Nucleosome assembly was carried out through the salt gradient dialysis method6. The H2A/H2B dimer and H3.1/H4 tetramer at concentrations 1.3 µM and 0.65 µM, respectively, were obtained (EpiMark® Nucleosome Assembly Kit, NEB) and mixed with the appropriate DNA at a concentration of 0.65 µM in Assembly Buffer (20 mM Tris, 1 mM DTT, 1 mM EDTA, 0.01% Triton ×-100, pH 7.5). The histone/DNA mixture was dialysed against Assembly Buffer (containing 2 M NaCl) for 2 h, followed by Assembly Buffer containing decreasing concentrations of NaCl at 1.5 M, 1 M, 0.6 M, 0.25 M for 2 h each, respectively and finally 0 M NaCl, overnight, at 4 °C, stirring. Nucleosome assembly was confirmed through native PAGE gel analysis and concentrated to a final concentration of 5 µM and stored at 4 °C for further use.
153 bp
DNA purification and nucleosome reconstitution followed previously established protocols28,29. pUC19 plasmid containing 32 × 153 bp 601 Widom DNA sequence30 (Supplementary Table 3), was transformed into DH5α cells. A single colony was inoculated into 50 mL LB and grew for 4 h before being inoculated into 750 mL LB, shaking overnight at 37 °C. Cells were harvested and pellets were resuspended in Solution I (25 mM Tris, 50 mM Glucose, 10 mM EDTA, pH 8.0), Solution II (200 mM NaOH, 1% SDS) and Solution III (3 M KOAc, 11% acetic acid) and incubated on ice for 15 min before centrifugation at 11,000 × g for 15 min at 4 °C. The supernatants were filtered using Miracloth (Calbiochem) and 0.52× isopropanol was added. The mix was then incubated for 30 min and centrifuged at 11,000 × g for 30 min at 4 °C. The resulting pellet was then incubated overnight at 37 °C, rotating, with RNAse A (10 mg/mL). To purify the DNA, KCl was added to a final concentration of 2 M, and centrifuged at 11,000 × g for 35 min at 4 °C. The supernatant was filtered (0.22 µm) and injected onto a Sepharose 6 column equilibrated with TES2000 (50 mM Tris, 2 M KCl, 1 mM EDTA, pH 8.0). Fractions spanning the 260 nm absorbance peak were analysed on a 2% agarose gel stained using Ethidium Bromide. The fractions containing plasmid DNA were pooled, and 0.5× isopropanol was added, and centrifuged at 22,000 × g for 20 min at 4 °C. The pellet was resuspended in TE 10,0.1 (10 mM Tris, 0.1 mM EDTA, pH 8.0) and incubated at 50 °C until the DNA was fully dissolved. The plasmid DNA was digested with EcoRV overnight at 37 °C. To precipitate the 153 bp DNA fragment of interest, PEG6000 (40%) with 4 M NaCl was added to a final concentration of 8% and 0.5 M NaCl, incubated on ice for 30 min and centrifuged at 11,000 × g for 30 min at 4 °C. Samples of the pellet and supernatant were run on a 2% agarose gel to confirm the presence of the 153 bp DNA fragment. The pellet was resuspended in TE 10,0.1 and stored at 4 °C until further use.

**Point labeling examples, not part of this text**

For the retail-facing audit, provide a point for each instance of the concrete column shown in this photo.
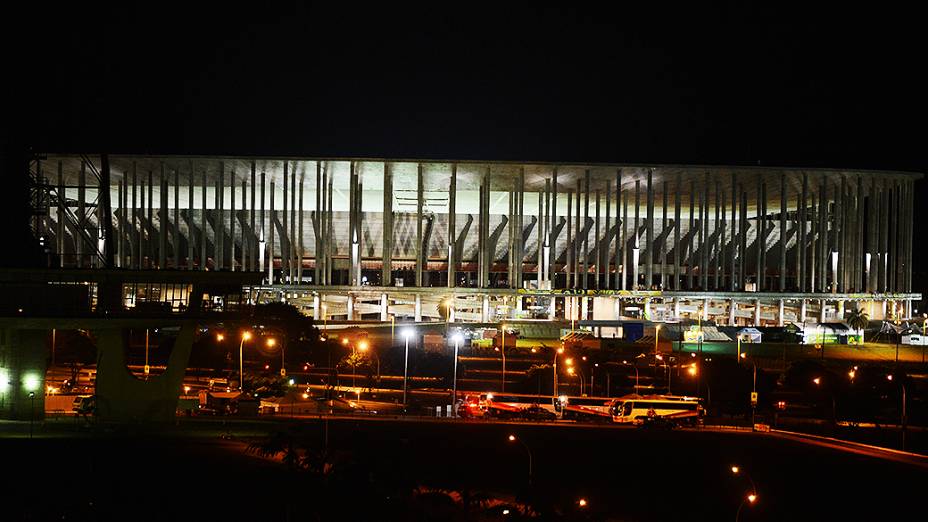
(649, 235)
(81, 216)
(232, 221)
(782, 234)
(552, 237)
(163, 221)
(620, 237)
(190, 236)
(252, 237)
(607, 243)
(678, 185)
(586, 237)
(597, 241)
(663, 242)
(623, 248)
(270, 242)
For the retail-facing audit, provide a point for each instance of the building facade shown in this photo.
(367, 239)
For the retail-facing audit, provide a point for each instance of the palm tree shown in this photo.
(858, 320)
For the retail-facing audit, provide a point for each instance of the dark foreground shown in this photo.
(383, 470)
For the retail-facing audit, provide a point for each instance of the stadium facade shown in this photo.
(367, 239)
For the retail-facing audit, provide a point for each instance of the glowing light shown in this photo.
(31, 382)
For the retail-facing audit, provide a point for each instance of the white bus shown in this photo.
(637, 410)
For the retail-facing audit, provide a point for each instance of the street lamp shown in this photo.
(513, 438)
(246, 335)
(458, 338)
(904, 420)
(407, 333)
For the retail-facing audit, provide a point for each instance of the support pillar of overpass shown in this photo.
(122, 397)
(23, 363)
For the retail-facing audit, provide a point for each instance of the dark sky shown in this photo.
(722, 85)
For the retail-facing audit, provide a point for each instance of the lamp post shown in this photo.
(407, 333)
(454, 379)
(513, 438)
(241, 367)
(903, 420)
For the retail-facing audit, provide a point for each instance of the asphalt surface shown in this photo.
(187, 472)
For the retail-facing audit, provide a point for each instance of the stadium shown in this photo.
(485, 242)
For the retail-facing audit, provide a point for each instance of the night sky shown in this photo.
(719, 85)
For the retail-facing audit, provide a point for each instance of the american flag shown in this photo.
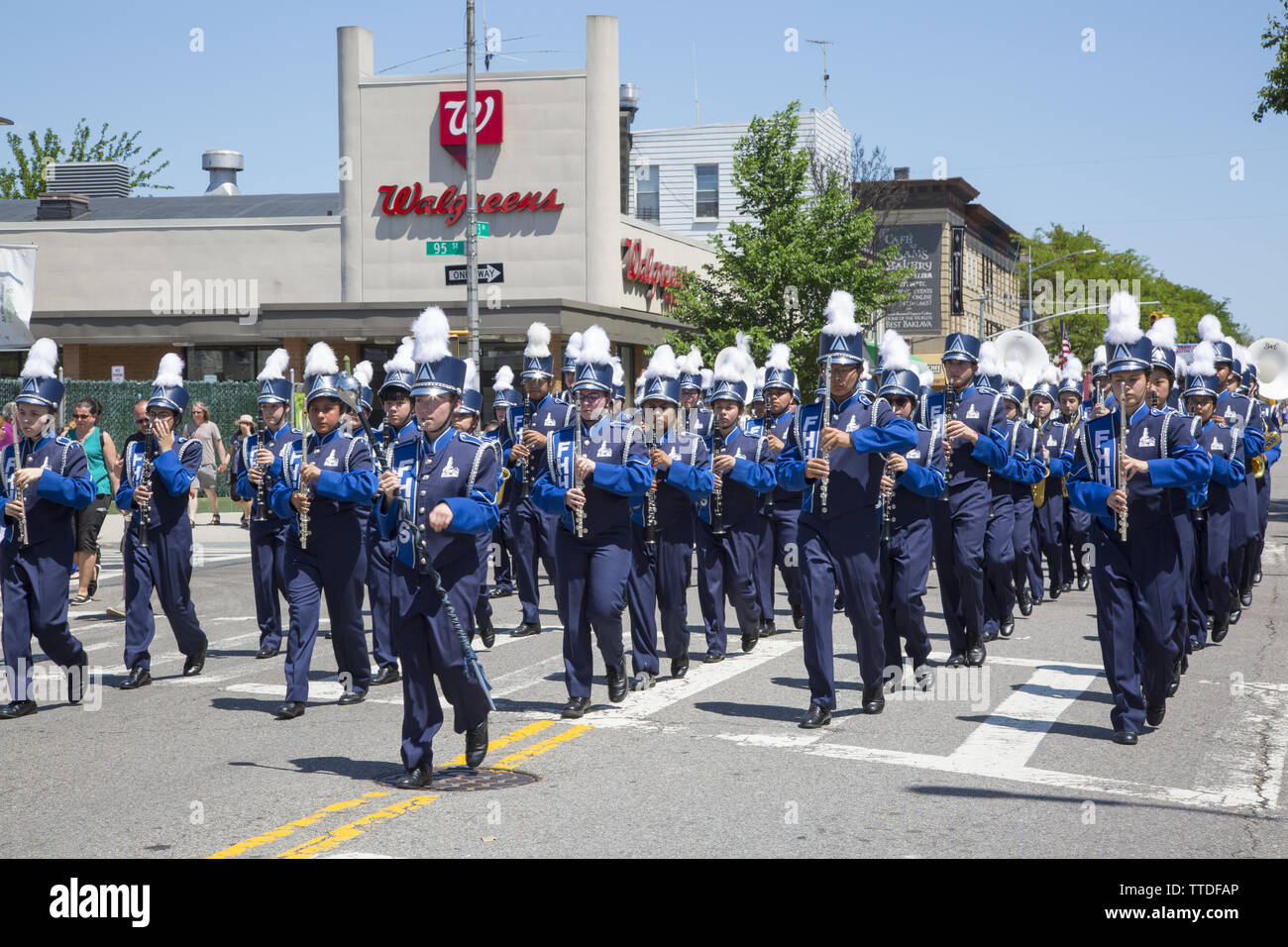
(1065, 348)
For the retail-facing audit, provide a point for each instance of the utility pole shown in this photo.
(472, 241)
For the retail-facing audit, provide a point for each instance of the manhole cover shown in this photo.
(464, 780)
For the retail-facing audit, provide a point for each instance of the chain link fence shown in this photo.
(226, 399)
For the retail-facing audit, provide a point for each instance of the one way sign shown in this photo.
(488, 272)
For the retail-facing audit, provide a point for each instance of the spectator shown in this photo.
(141, 425)
(103, 464)
(245, 428)
(205, 431)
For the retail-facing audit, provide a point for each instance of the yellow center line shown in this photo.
(514, 759)
(323, 843)
(288, 828)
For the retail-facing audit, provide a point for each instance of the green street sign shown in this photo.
(445, 248)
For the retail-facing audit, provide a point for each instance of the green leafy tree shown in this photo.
(1086, 279)
(1274, 95)
(773, 274)
(25, 179)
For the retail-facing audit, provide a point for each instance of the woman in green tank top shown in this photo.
(103, 464)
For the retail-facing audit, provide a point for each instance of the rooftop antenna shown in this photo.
(824, 44)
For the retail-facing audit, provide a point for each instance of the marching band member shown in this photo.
(465, 419)
(1077, 523)
(1132, 579)
(503, 397)
(326, 476)
(399, 425)
(165, 560)
(836, 460)
(48, 480)
(910, 482)
(592, 540)
(437, 500)
(661, 569)
(1054, 446)
(975, 444)
(533, 527)
(262, 468)
(728, 536)
(781, 508)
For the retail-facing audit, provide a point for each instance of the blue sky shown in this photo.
(1133, 140)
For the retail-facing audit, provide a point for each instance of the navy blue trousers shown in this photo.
(166, 566)
(268, 577)
(841, 556)
(1132, 585)
(726, 566)
(905, 566)
(660, 581)
(429, 647)
(330, 570)
(592, 581)
(35, 603)
(778, 547)
(958, 526)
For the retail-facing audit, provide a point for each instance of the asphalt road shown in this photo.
(1014, 759)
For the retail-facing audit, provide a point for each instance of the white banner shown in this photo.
(17, 291)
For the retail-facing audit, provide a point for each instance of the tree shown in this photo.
(773, 274)
(1086, 279)
(1274, 95)
(27, 179)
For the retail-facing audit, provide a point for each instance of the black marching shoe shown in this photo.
(874, 701)
(193, 665)
(487, 633)
(16, 709)
(290, 710)
(476, 745)
(140, 677)
(818, 716)
(575, 707)
(420, 777)
(617, 684)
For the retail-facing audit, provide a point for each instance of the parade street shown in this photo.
(1010, 761)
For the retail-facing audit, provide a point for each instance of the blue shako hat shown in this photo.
(274, 388)
(537, 361)
(961, 347)
(502, 388)
(840, 342)
(40, 384)
(437, 369)
(399, 371)
(778, 368)
(593, 363)
(1127, 348)
(662, 376)
(167, 389)
(734, 373)
(322, 377)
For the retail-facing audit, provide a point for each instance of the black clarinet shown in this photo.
(717, 445)
(146, 480)
(527, 462)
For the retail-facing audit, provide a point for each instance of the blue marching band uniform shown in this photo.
(848, 499)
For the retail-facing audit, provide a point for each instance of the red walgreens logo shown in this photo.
(488, 116)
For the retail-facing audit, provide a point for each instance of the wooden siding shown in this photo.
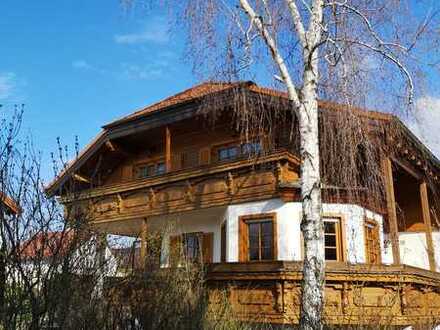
(202, 187)
(355, 294)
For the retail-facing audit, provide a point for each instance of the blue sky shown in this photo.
(80, 64)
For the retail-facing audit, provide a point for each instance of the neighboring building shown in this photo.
(53, 250)
(167, 164)
(8, 206)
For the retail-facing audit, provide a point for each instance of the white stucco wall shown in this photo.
(288, 227)
(413, 249)
(288, 222)
(205, 222)
(436, 241)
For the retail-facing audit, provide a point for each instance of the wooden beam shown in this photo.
(82, 178)
(167, 149)
(110, 145)
(143, 237)
(391, 206)
(114, 147)
(427, 221)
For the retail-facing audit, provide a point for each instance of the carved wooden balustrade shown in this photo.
(354, 294)
(201, 187)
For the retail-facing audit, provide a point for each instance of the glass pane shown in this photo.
(330, 240)
(191, 247)
(266, 234)
(222, 154)
(142, 172)
(253, 254)
(266, 240)
(330, 254)
(267, 253)
(251, 148)
(151, 170)
(329, 227)
(160, 169)
(254, 241)
(233, 152)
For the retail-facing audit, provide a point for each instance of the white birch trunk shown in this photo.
(312, 226)
(306, 105)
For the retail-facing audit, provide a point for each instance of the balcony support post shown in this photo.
(143, 238)
(168, 149)
(391, 207)
(427, 221)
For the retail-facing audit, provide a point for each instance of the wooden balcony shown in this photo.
(355, 294)
(203, 186)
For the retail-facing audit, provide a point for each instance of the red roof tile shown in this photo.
(182, 97)
(46, 245)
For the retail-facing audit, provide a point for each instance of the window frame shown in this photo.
(223, 242)
(341, 251)
(369, 221)
(238, 145)
(154, 162)
(244, 235)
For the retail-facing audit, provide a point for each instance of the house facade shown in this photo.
(236, 203)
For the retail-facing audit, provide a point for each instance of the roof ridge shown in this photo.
(169, 98)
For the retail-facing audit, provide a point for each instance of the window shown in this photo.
(194, 247)
(191, 246)
(152, 169)
(372, 242)
(223, 243)
(250, 148)
(332, 239)
(231, 152)
(227, 153)
(258, 237)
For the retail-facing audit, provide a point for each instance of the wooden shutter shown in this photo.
(175, 249)
(223, 243)
(176, 161)
(127, 172)
(207, 247)
(204, 156)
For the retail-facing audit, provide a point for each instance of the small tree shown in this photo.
(354, 52)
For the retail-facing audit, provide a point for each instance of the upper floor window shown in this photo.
(258, 237)
(227, 153)
(192, 247)
(333, 239)
(231, 152)
(372, 242)
(151, 169)
(251, 148)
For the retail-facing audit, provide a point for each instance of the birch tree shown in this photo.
(355, 52)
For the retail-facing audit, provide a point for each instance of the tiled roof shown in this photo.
(182, 97)
(47, 244)
(208, 88)
(9, 203)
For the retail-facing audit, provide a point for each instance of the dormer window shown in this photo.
(227, 153)
(234, 151)
(251, 148)
(150, 169)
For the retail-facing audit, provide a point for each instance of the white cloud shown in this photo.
(81, 64)
(155, 31)
(136, 72)
(7, 84)
(426, 123)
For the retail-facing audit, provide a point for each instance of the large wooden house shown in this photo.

153 bp DNA was added to a final concentration of 5 µM to varying ratios of the histone octamer, to find the optimal loading of the octamer onto DNA to minimise free DNA in the sample. Ratios 0.6:1.0 to 1.0:1:0 (histone octamer: DNA) were prepared. The assembled samples were placed into dialysis chambers as described in ref. 31 and subject to stepwise dialysis from the Reconstitution Buffer (1.4 M KCl, 10 mM Tris, 0.1 mM EDTA, pH 7.5) into the End Buffer (10 mM KCl, 10 mM Tris, 0.1 mM EDTA, pH 7.5) at 4 °C, stirring. The dialysed samples were removed from the dialysis chambers and centrifuged at 20,000 × g for 10 min at 4 °C. To confirm nucleosome assembly, the samples were run on a 5% acrylamide native gel, against a control of 153 bp free DNA. The nucleosome sample at an equimolar ratio was stored at 4 °C and used in subsequent experiments.
EMSA studies of nucleosomes with Ku70/80 or Ku70/80-ΔSAP
For EMSA experiments, different nucleosome to Ku70/80 ratios were attempted to establish which ratio resulted in the best binding of Ku70/80. The nucleosome concentration was kept constant at 50 nM, and Ku70/80 was added in increasing ratios, after assembly samples were incubated on ice for 30 min and run on a 4–12% TBE gel (Invitrogen) for 45 min at 150 Volts with 1× TBE Running Buffer at 4 °C. The best results were obtained when nucleosomes were mixed with Ku70/80 in a 1:4 ratio (nucleosome: Ku70/80). EMSA gels were stained using SybrGOLD (Invitrogen) and imaged under UV light to visualise DNA.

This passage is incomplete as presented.